Tamer El-Said's In the Last Days of the City
won the award for best film at the Arab Critics Awards' ceremony
on Sunday. Youssef Shazli, the founder and managing director of Zawya, one of the film's co-producers, accepted the award on behalf of its director.
Egyptian director Mohamed Diab won the award for best director and best screen play for Clash, which he wrote with his brother Khaled.
Diab was given the award by prominent film critic Youssef Sherif Rizkallah.
Diab called on Arab and foreign critics and filmmakers to join in solidarity and show their support for El-Said’s film Last Days of the City, which has not been screened in Egypt.

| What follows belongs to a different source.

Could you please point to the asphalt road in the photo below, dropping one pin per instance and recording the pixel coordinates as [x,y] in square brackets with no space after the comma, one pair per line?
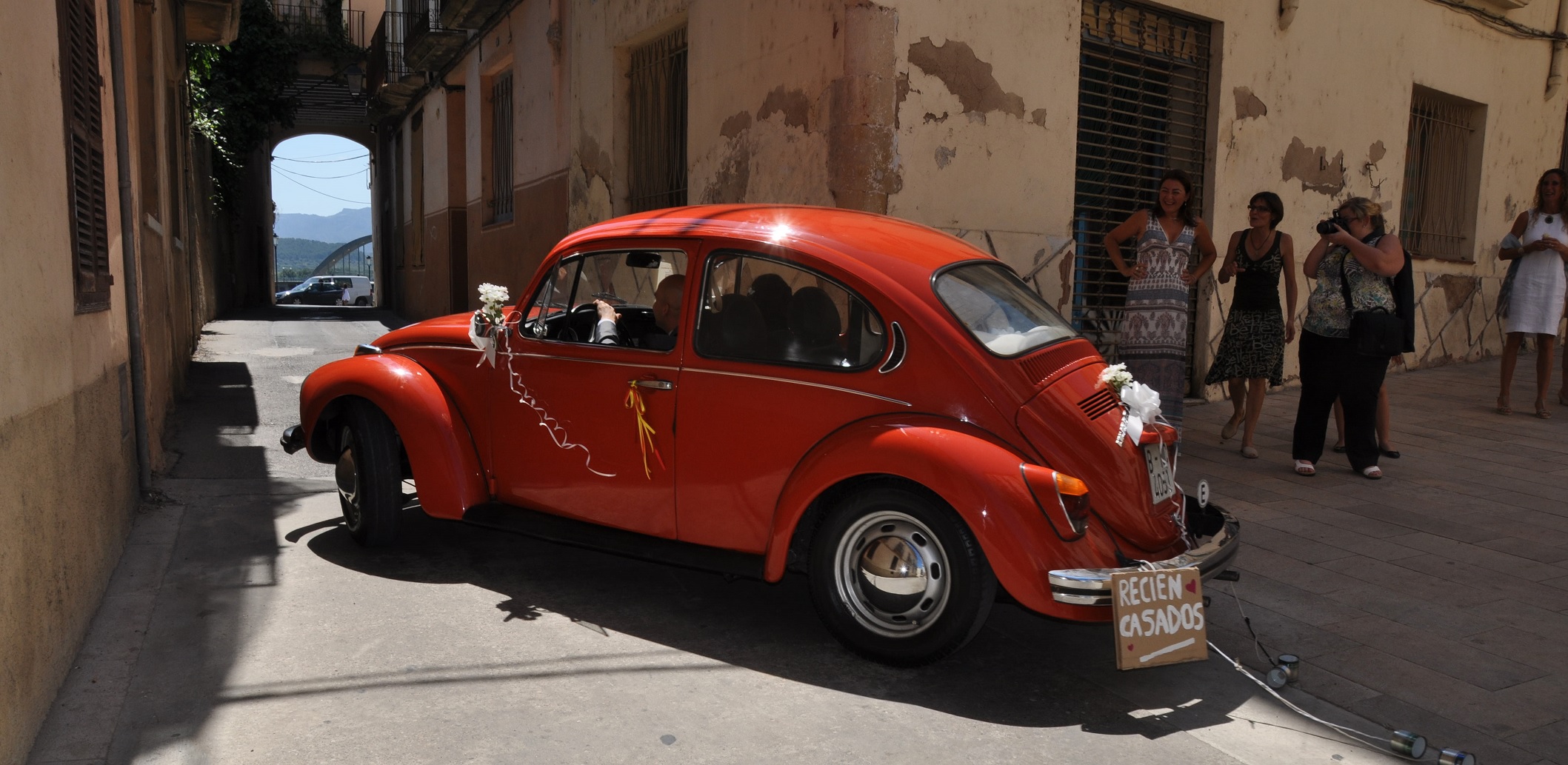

The film, according to its Egyptian distributors, has not yet been screened in its home country due to failure to gain permission from Egypt's Censorship Authority.
Diab’s comment came during the The Arab Cinema Center Annual Critics Awards ceremony at the Cannes Film Market.
Diab is also attending the Cannes Film Festival as a member of the Un Certain Regard Jury.
His film Clash was screened in the same section last year, receiving positive reviews from critics.
At the Arab Critics Awards (Photo: Adham Yousef)
Shazli told the audience that he is happy In the Last Days of the Ciy received the best-film award and hopes it will be screened soon in Cairo, the city that provides the background for the protagonist’s struggle.
Earlier in March, Zawya Distribution announced that the film would not be released as previously announced, saying they could not secure a permit from the Censorship Authority.
El-Said was not present at the ceremony due to personal engagements. However, he told Ahram Online by email: "This award feels very special since it's the first that bears the name of the region from which our film was born. Critics are the amazing people who allow us as filmmakers to discover a new depth in our work. I'm so thankful to all the jury members for honouring us with this award.
"Although In the Last Days of the City gave me beyond what I dreamt of in many ways, my biggest dream is to release the film in its home country. I hope that this award will help set this film free and allow it to be seen in Egypt, by the Egyptian people," El-Said added.
“It is sad that the film till now didn't get the censorship's permit to be screened in Cairo. And there is no clear information whether we will ever get this permit."
“I can understand that Mohamed Diab as a filmmaker feels how hard it is to work for years on a film and not be able to show it to your familiy and friends. Not showing this film in Cairo is a scar that is left with us. Despite all the success of the film abroad, it won’t have the same effect as screening it in Cairo,” he explained.
Mohamed Diab, awarded for best director and best screenplay for Clash at the Arab Critics Awards (Photo: Adham Yousef)
Other winners at the awards ceremony included Majd Mastoura for his role in the Tunisian film Hedi, while the best-actress award went to Heba Ali for her role in the Egyptian film Mohammed Hammad’s Withered Green (Akhdar Yabes).
Hammad's Withered Green, an Egyptian-French production, had its MENA premiere at Dubai International Film festival (DIFF). The film first screened at Festival International du Film Francophone de Namur (FIFF), which ran between 30 September and 6 October. The film tells the story of a traditional and conservative woman, who has to take care of Noha, her younger sister, after the death of their parents.
Alaa Karkouti, Co-founder of the ACC and CEO of MAD Solutions, said in a press release: “The Arab Cinema Center, through the Annual Critics Awards, continues to support and promote Arab cinema on the Arab and international levels.”
He added that other initiatives will be employed by the company to help Arab cinema establish its presence.
Ahmed Shawky, a film critic and the manager of the Critics Awards, said that this year’s ceremony will be the first of many in the future.
Shawky dedicated the ceremony to late Egyptian film critic Samir Farid and Palestinian film critic Bashar Ibrahim.
Among the critics behind the nominations and winner selection were Egypt’s Osama Abd El-Fatah and Tarek El-Shinnawi, as well as a round of renowned critics from around the world.